Best of worst: Not all the stars are shining this year

July 13, 1992|By Dan Le Batard | Dan Le Batard,Miami Herald

Ozzie Smith is starting at shortstop in tomorrow's All-Star Game, his 10th consecutive All-Star start. This is not impressive, not at all. Obviously, if this tiny man can do this 10 times, it must not be that difficult to do.

No, none of the people prancing around tomorrow are impressive, with all their home runs and .300 averages and their millions of votes. Much more elite are the guys who get two or three votes only because crazy fans are A) trying to be funny or TC B) had about a dozen too many beers.

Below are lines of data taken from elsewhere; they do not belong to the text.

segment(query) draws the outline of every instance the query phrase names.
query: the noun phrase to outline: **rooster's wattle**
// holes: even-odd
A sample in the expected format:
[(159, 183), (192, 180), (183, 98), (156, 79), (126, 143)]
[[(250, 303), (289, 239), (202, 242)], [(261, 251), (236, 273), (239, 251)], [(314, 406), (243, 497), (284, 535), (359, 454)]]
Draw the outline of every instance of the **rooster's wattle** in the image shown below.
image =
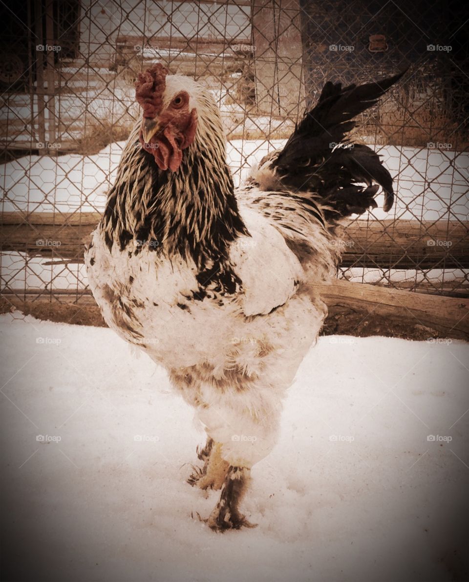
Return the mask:
[(235, 189), (210, 91), (160, 64), (139, 75), (143, 118), (85, 260), (109, 327), (167, 369), (204, 427), (189, 482), (221, 489), (213, 529), (249, 525), (239, 500), (326, 314), (312, 285), (334, 275), (341, 219), (375, 207), (380, 185), (392, 205), (379, 157), (344, 138), (400, 76), (327, 83), (284, 147)]

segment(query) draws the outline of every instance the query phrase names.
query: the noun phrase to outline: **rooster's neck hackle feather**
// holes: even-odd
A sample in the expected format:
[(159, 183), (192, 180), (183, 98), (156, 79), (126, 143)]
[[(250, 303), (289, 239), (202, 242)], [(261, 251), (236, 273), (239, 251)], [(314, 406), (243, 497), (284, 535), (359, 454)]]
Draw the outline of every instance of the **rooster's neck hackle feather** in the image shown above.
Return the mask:
[[(137, 88), (147, 98), (144, 81), (147, 89), (153, 81), (142, 79)], [(110, 248), (116, 243), (123, 250), (134, 240), (167, 256), (192, 257), (200, 266), (225, 258), (230, 243), (247, 231), (238, 212), (221, 120), (211, 95), (185, 77), (171, 76), (165, 81), (167, 88), (188, 89), (197, 104), (194, 141), (177, 171), (161, 171), (153, 156), (141, 148), (138, 123), (108, 194), (102, 225)]]

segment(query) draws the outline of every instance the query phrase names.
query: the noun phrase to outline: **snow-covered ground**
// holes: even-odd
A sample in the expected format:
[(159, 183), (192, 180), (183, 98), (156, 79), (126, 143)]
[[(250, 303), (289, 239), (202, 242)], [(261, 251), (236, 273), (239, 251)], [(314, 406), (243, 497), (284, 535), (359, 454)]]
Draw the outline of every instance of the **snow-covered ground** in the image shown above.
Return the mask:
[[(227, 159), (237, 183), (245, 179), (251, 165), (258, 162), (273, 148), (280, 147), (284, 140), (234, 140), (228, 144)], [(2, 166), (5, 196), (3, 211), (65, 212), (102, 211), (106, 193), (115, 177), (122, 148), (125, 143), (107, 146), (99, 154), (82, 156), (70, 154), (58, 158), (30, 155), (13, 160)], [(380, 208), (370, 212), (371, 220), (391, 218), (422, 220), (468, 219), (467, 191), (469, 154), (426, 148), (385, 146), (378, 151), (396, 182), (397, 200), (392, 212), (386, 215)], [(431, 180), (431, 187), (422, 196), (424, 176)], [(464, 193), (466, 194), (466, 197)], [(378, 200), (382, 205), (382, 199)], [(58, 249), (59, 251), (59, 249)], [(2, 286), (10, 288), (39, 288), (76, 290), (86, 286), (83, 265), (47, 265), (50, 258), (27, 257), (19, 253), (6, 253), (1, 259)], [(372, 282), (398, 281), (403, 276), (423, 276), (420, 273), (382, 270), (355, 269), (348, 277)], [(447, 280), (460, 276), (447, 272)], [(441, 276), (441, 270), (435, 274)], [(433, 274), (426, 273), (431, 279)]]
[(252, 471), (258, 527), (221, 535), (191, 518), (217, 494), (185, 482), (204, 436), (164, 371), (109, 329), (11, 317), (4, 579), (467, 579), (467, 344), (320, 338)]
[[(251, 165), (285, 140), (233, 140), (227, 144), (227, 158), (239, 184)], [(28, 212), (102, 211), (106, 194), (115, 178), (125, 142), (110, 144), (98, 154), (68, 154), (58, 157), (29, 155), (1, 166), (5, 190), (2, 210)], [(371, 219), (467, 219), (466, 200), (469, 183), (469, 153), (426, 148), (378, 146), (383, 163), (394, 183), (396, 203), (389, 215), (380, 210)], [(425, 189), (425, 183), (430, 187)], [(422, 193), (425, 190), (425, 196)], [(382, 200), (378, 200), (382, 205)]]

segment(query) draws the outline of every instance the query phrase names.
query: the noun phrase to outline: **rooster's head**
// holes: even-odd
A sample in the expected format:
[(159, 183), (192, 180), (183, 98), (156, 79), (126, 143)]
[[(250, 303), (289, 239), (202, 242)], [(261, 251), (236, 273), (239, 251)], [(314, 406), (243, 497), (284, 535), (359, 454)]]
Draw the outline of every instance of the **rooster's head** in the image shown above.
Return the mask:
[(135, 84), (137, 101), (143, 109), (140, 142), (161, 170), (175, 172), (182, 150), (194, 141), (197, 109), (187, 89), (186, 77), (167, 77), (160, 63), (140, 73)]

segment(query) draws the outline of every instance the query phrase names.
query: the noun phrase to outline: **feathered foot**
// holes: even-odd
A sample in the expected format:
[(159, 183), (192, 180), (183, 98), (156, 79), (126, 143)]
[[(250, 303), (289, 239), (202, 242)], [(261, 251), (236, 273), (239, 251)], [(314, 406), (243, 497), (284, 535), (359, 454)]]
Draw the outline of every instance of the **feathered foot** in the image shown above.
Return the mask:
[(199, 489), (214, 489), (221, 488), (228, 471), (228, 463), (221, 458), (221, 445), (209, 438), (205, 448), (199, 451), (198, 456), (203, 460), (204, 466), (201, 469), (194, 467), (194, 473), (188, 480), (193, 487), (197, 485)]
[(238, 509), (249, 479), (249, 469), (242, 467), (228, 467), (221, 487), (220, 501), (206, 522), (215, 531), (239, 530), (242, 527), (255, 527)]
[(197, 458), (201, 461), (203, 461), (203, 467), (200, 469), (200, 467), (192, 465), (194, 472), (187, 480), (187, 482), (193, 487), (194, 485), (197, 485), (199, 481), (207, 474), (207, 467), (209, 465), (209, 460), (213, 446), (213, 439), (209, 436), (207, 439), (205, 446), (203, 449), (200, 449), (199, 446), (197, 447)]

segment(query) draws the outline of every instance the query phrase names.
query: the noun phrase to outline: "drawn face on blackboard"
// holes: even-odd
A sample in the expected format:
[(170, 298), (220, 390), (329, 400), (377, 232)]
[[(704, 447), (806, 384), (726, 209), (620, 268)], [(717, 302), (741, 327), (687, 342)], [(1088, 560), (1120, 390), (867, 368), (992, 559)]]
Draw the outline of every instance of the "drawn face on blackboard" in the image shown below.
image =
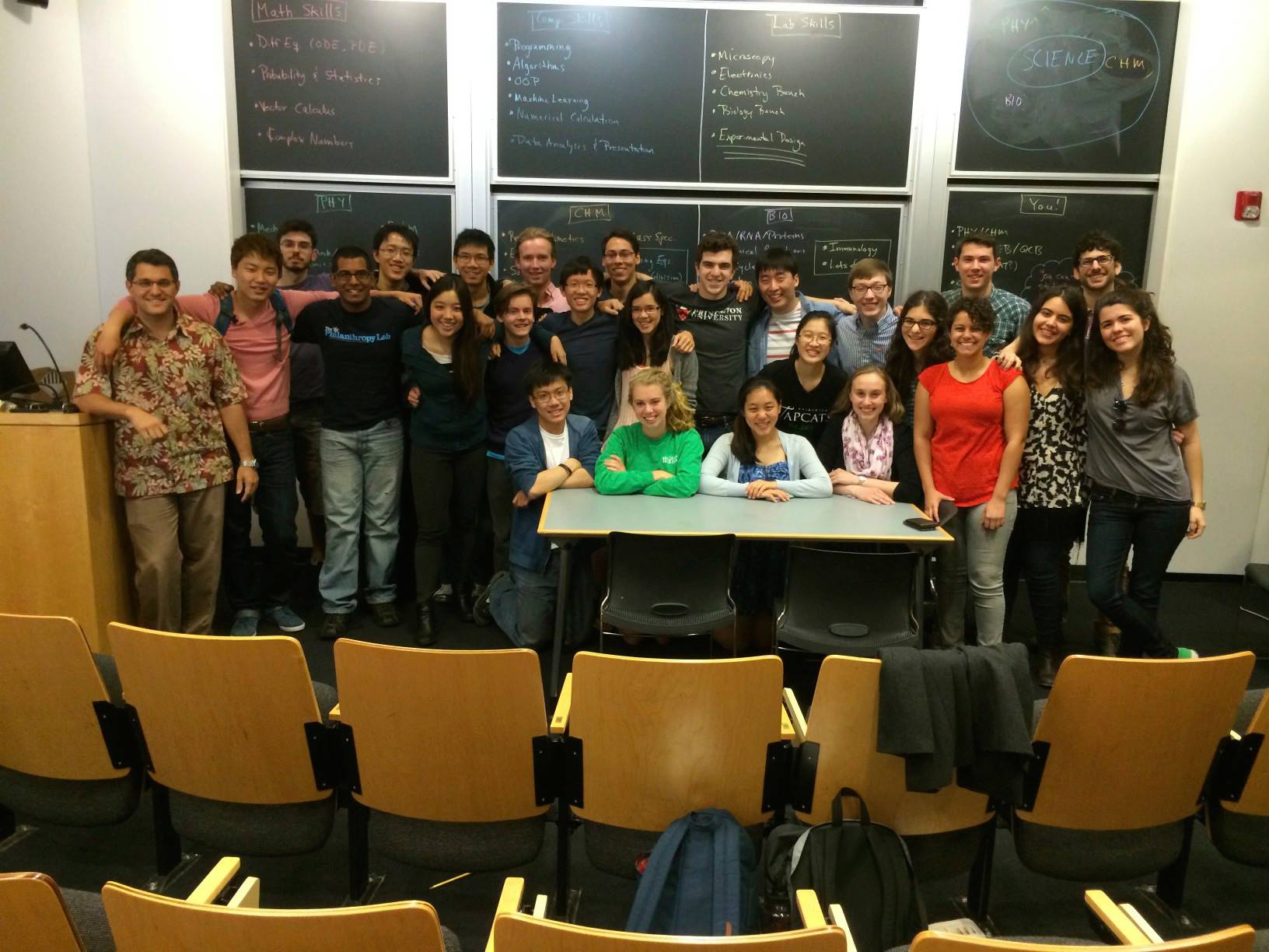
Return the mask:
[(615, 284), (629, 282), (642, 260), (638, 251), (634, 250), (634, 245), (626, 239), (610, 237), (604, 245), (604, 270)]
[(697, 264), (697, 282), (699, 283), (700, 297), (717, 301), (727, 293), (727, 286), (736, 273), (736, 261), (732, 260), (731, 250), (706, 251)]
[(784, 268), (765, 268), (758, 273), (758, 293), (772, 314), (788, 314), (797, 305), (798, 275)]
[(1121, 270), (1123, 265), (1104, 248), (1085, 251), (1072, 268), (1080, 286), (1094, 296), (1110, 291)]
[(981, 297), (991, 292), (991, 275), (1000, 269), (1000, 259), (995, 249), (967, 241), (952, 267), (961, 275), (961, 289)]

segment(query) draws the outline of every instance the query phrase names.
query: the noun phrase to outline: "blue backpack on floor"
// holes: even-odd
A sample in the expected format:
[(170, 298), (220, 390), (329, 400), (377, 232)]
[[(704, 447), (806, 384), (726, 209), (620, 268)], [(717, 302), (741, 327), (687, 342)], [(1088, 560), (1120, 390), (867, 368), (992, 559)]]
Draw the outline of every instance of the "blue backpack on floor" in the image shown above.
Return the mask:
[(726, 810), (670, 824), (640, 880), (626, 932), (744, 935), (758, 922), (754, 843)]

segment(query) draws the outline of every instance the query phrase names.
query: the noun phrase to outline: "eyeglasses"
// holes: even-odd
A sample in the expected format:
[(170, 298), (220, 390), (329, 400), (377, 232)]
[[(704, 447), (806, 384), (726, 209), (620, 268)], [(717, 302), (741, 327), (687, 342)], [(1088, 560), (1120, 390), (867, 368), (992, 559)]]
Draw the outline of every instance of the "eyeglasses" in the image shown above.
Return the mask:
[(1098, 255), (1096, 258), (1081, 258), (1080, 259), (1080, 267), (1081, 268), (1091, 268), (1095, 264), (1099, 268), (1109, 268), (1110, 267), (1110, 261), (1113, 261), (1113, 260), (1114, 260), (1114, 258), (1112, 258), (1110, 255)]
[(1115, 433), (1123, 433), (1123, 428), (1128, 425), (1128, 421), (1124, 419), (1124, 414), (1128, 413), (1128, 401), (1118, 397), (1112, 406), (1114, 407), (1115, 418), (1110, 424), (1110, 429)]
[(872, 284), (851, 284), (850, 286), (850, 293), (851, 294), (860, 294), (860, 296), (863, 296), (863, 294), (867, 294), (871, 291), (874, 294), (877, 294), (878, 297), (881, 297), (882, 294), (886, 293), (886, 288), (888, 288), (888, 287), (890, 287), (890, 284), (887, 282), (884, 282), (884, 281), (874, 282)]

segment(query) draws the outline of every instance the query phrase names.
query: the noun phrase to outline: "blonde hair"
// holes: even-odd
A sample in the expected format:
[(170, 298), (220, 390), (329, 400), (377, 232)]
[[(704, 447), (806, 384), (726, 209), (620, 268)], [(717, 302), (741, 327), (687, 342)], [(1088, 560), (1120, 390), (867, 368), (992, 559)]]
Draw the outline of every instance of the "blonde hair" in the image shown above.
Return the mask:
[(688, 404), (683, 387), (665, 371), (648, 368), (638, 371), (631, 377), (631, 386), (626, 393), (627, 402), (634, 405), (634, 387), (660, 387), (665, 395), (665, 428), (671, 433), (683, 433), (693, 426), (692, 406)]
[(888, 416), (891, 423), (898, 423), (902, 420), (904, 401), (898, 396), (898, 388), (895, 386), (895, 381), (891, 380), (891, 376), (886, 373), (886, 368), (876, 363), (865, 363), (850, 374), (850, 380), (846, 381), (846, 386), (841, 388), (838, 401), (832, 405), (832, 413), (854, 413), (854, 404), (850, 402), (850, 391), (855, 387), (855, 378), (863, 377), (865, 373), (876, 373), (886, 385), (886, 406), (882, 407), (882, 414)]
[(551, 256), (555, 258), (555, 235), (552, 235), (546, 228), (539, 228), (537, 225), (532, 225), (519, 235), (515, 236), (515, 248), (511, 249), (511, 259), (520, 256), (520, 245), (525, 241), (533, 241), (533, 239), (546, 239), (551, 244)]

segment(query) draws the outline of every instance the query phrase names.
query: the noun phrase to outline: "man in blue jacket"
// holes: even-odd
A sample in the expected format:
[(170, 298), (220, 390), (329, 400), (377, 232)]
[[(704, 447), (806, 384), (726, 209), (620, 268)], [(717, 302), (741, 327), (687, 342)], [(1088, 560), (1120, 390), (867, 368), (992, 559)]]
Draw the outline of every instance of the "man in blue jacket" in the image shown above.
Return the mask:
[(783, 248), (768, 248), (758, 255), (754, 274), (758, 281), (758, 293), (763, 296), (763, 310), (749, 325), (749, 354), (746, 367), (749, 376), (756, 376), (772, 360), (780, 360), (793, 353), (793, 338), (803, 315), (811, 311), (827, 311), (834, 315), (838, 331), (829, 363), (838, 369), (846, 369), (845, 334), (848, 315), (832, 301), (807, 297), (798, 291), (797, 258)]
[[(510, 571), (490, 579), (473, 617), (480, 623), (492, 618), (520, 647), (537, 647), (548, 644), (555, 633), (560, 584), (558, 546), (538, 536), (542, 500), (557, 489), (595, 485), (599, 434), (588, 418), (569, 413), (572, 374), (567, 367), (548, 363), (532, 369), (525, 388), (536, 415), (506, 434), (505, 447), (506, 471), (515, 490)], [(584, 640), (590, 631), (595, 590), (588, 562), (574, 560), (569, 579), (565, 636), (570, 642)]]

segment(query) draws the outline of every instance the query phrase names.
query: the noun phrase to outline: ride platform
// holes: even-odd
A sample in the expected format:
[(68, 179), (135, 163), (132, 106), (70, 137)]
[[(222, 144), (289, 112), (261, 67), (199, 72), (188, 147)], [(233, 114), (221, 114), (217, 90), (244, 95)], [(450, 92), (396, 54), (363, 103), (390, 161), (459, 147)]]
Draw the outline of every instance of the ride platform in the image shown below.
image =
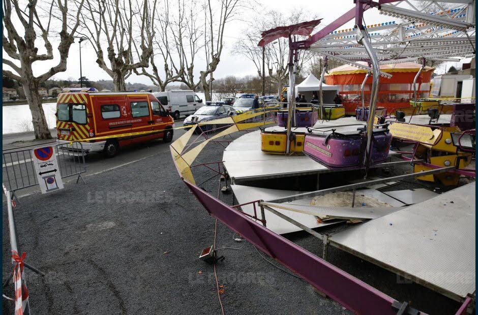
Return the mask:
[(449, 297), (475, 292), (475, 183), (332, 235), (332, 245)]
[[(338, 130), (349, 131), (356, 130), (360, 127), (357, 124), (361, 122), (357, 122), (354, 117), (347, 117), (323, 122), (319, 121), (314, 128), (337, 128)], [(279, 126), (265, 130), (271, 132), (285, 130), (284, 127)], [(305, 128), (293, 128), (292, 131), (303, 134), (308, 133)], [(233, 184), (313, 174), (318, 176), (325, 173), (348, 170), (346, 168), (329, 168), (303, 154), (294, 153), (286, 155), (263, 152), (261, 150), (260, 134), (258, 130), (246, 134), (233, 141), (224, 150), (224, 166)], [(400, 154), (391, 150), (389, 154), (389, 158), (399, 156)]]

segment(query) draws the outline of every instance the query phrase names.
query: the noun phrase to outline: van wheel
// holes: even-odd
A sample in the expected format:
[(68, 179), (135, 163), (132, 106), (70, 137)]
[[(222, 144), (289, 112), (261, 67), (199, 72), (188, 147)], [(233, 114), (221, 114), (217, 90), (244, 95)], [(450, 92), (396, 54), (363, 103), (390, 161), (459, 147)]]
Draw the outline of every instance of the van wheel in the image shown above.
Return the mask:
[(163, 136), (163, 141), (166, 143), (172, 141), (173, 130), (172, 129), (166, 129), (164, 131), (164, 135)]
[(104, 152), (107, 158), (113, 158), (118, 154), (120, 145), (116, 140), (108, 140), (105, 144)]

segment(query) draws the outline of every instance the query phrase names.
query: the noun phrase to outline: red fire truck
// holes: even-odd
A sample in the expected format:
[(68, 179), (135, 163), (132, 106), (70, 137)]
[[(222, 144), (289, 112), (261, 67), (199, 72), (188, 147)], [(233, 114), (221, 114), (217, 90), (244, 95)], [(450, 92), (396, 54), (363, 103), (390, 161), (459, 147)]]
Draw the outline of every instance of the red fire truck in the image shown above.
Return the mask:
[[(62, 93), (56, 104), (57, 143), (79, 141), (86, 153), (116, 154), (120, 147), (172, 140), (174, 120), (149, 92)], [(88, 140), (108, 137), (107, 138)]]

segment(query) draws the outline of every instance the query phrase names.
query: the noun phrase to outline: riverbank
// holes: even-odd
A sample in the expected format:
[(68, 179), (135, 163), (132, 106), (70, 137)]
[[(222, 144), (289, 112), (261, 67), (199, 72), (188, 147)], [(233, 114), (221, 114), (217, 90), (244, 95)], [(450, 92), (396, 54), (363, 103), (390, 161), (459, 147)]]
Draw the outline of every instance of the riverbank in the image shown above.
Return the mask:
[[(42, 99), (42, 104), (45, 103), (56, 102), (56, 98), (53, 99)], [(3, 106), (11, 106), (12, 105), (23, 105), (27, 103), (26, 100), (16, 100), (11, 102), (2, 102), (2, 105)]]
[(15, 149), (20, 147), (40, 145), (54, 141), (56, 139), (56, 130), (50, 129), (52, 139), (35, 140), (35, 133), (33, 131), (4, 134), (2, 135), (2, 150)]

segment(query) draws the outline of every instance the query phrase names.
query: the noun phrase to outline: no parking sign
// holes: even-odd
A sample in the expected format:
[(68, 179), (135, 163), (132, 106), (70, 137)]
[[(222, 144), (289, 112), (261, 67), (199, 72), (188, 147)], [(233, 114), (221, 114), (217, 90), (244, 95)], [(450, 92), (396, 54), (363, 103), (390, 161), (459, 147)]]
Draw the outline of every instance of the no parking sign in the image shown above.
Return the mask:
[(35, 165), (42, 194), (63, 189), (63, 181), (58, 167), (54, 147), (37, 148), (33, 151), (32, 162)]

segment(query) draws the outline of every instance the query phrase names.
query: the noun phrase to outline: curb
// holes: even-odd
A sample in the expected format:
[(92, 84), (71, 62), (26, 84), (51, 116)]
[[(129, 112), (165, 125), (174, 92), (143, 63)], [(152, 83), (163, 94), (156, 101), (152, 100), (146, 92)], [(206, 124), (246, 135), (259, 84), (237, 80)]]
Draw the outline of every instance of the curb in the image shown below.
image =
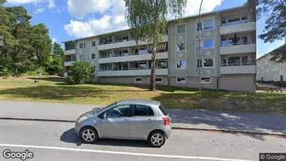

So here they are, our Anti-All-Stars. The American League will be managed by Dan Quayle. The National League will have no manager, so that things can be even. Stats are through Friday's games.

Look for some of the following guys to be wearing those spiffy Marlins uniforms next year. We don't have a designated hitter on either team, by the way, because, really now, what's the use?

NATIONAL LEAGUE

First base: St. Louis' Andres Galarraga. If his .194 average isn't a great credential, how about his 11-1 strike out-to-walk ratio (33 Ks, three BBs)?

Second base: Montreal's Bret Barberie. He hit .203 while he was up, with more errors than RBI (10 to nine). Is actually a third baseman, but we've moved him. What's he going to do? Complain?

Shortstop: Tough call between Philadelphia's Dale Sveum (.177) and New York's Junior Noboa (.130). Sveum gets nod because he has made almost three times as many errors as Noboa (eight to three), which doesn't even count the one his parents made with the spelling of their last name.

Third base: San Francisco's Matt Williams is hitting .217, has made 13 errors and strikes out once every four times up.

Catcher: Everyone except the guys in St. Louis and Philadelphia.

Outfielders: San Diego's Jerald Clark is hitting .214. St. Louis' Pedro Guerrero is hitting .221 with one homer, 16 RBI and eight extra-base hits. There are worse outfielders than Atlanta's Dave Justice (.240, seven errors) but he makes this team for his sour attitude.

Starting pitcher: You know that age-old debate about who should select the All-Star team -- fans, sportswriters, front-office types or players? It is moot here. This has to be unanimous. Philadelphia's Kyle Abbott (0-11, 5.40 ERA).

Reliever: San Francisco's Dave Righetti is 1-6, with a 5.83 ERA and as many walks as strikeouts (28).

AMERICAN LEAGUE

Catcher: Seattle's Matt Sinatro (.107 average but makes up for it by being dreadfully slow and easily injured).

First base: Baltimore's Glenn Davis. He won't be able to play, of course, because he's always injured.

Second base: Chicago's Steve Sax has a .227 average and 11 errors, not to mention the defensive range of a corpse.

Shortstop: Cleveland's Mark Lewis has made 20 errors. Or maybe 23, if you are reading this at night.

Third base: California's Gary Gaetti is hitting .223 with 17 errors. This clubhouse will be fun with Gaetti and Lewis. They will toss a ball around playfully and accidentally kill Glenn Davis.

Outfielders: Milwaukee's Greg Vaughn is up to .208 after a recent offensive outburst. New York's Jesse Barfield is hurt but makes our team anyway because you can't ignore someone who is hitting .137 with twice as many strikeouts as hits (27 to 13). Texas' Kevin Reimer is a super hitter (.289), but he makes our team because we want to have an outfielder with eight errors to put behind Lewis and Gaetti. It will be great fun with our ...

Starting pitcher: Cleveland's Jack Armstrong (2-12, 5.40 ERA), who is right-handed and allows everyone to pull everything toward, if not over, Lewis, Gaetti and Reimer.

Reliever: Baltimore's Mike Flanagan has appeared in more games than all but two Baltimore relievers and has still managed an 0-0 record. That he hasn't lost a game is a miracle given his 9.30 ERA.

The National League would win, of course, on a soft grounder that scoots through the legs of Gaetti, under the glove of Lewis and somehow manages to hit Glenn Davis in the face. The AL had a chance to win in the ninth, but the manager inexplicably called a squeeze play with two outs and no one on.